Sender: Nieve Nielson,
Subject: .400 in Baseball
Who is asking: Student
Level: Secondary
Question:
I have several questions to ask about the probability of getting a .400 in baseball:
 What is the probability of a baseball player hitting a .400 in one game, considering that the hitter is up to bat four times?
 What is the probability of a baseball player hitting a .400 in a season, considering that there are 100 games in a season? With the first two questions in mind:
 Considering that baseball has been around for about 100 years, about how many people should hit .400 inthat time?
Hi Nieve,
This is a sore point with me. My favorite players are reliable hitters, but
the big money goes to home run hitters (who generally strike out when a
single is most needed). It seems as if everybody wants to hit home runs.

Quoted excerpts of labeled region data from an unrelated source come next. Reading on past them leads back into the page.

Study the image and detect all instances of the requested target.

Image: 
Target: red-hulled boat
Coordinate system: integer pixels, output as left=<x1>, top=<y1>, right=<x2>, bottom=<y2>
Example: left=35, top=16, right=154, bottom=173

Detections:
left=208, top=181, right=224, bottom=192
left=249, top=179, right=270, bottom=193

For this or whatever other reason, experts believe that there might never
be another batter to hit .400 over an entire season, so the probability
will remain essentially 0 until attitudes change.
Comments.
 It doesn't make sense to ask what is the probability of hitting .400 in
one game  that depends on who the batter is and who the opposing pitcher
is, among lots of other factors. If you wish, you could go over the
statistics for the past season and count how many times a batter batted
over .400 in a single game and divide that by the total number of times a
person batted 4 or more times in a game. I would guess that most games
have a couple players with 2 or more hits.
 The last person to bat .400 in a season was Ted Williams in 1941. Ty
Cobb batted .400 lots of times (3 or 4, as I recall) for the Detroit Tigers
more than 90 years ago. An Encyclopedia of Baseball would provide the
correct details. Also, there are web pages with baseball statistics.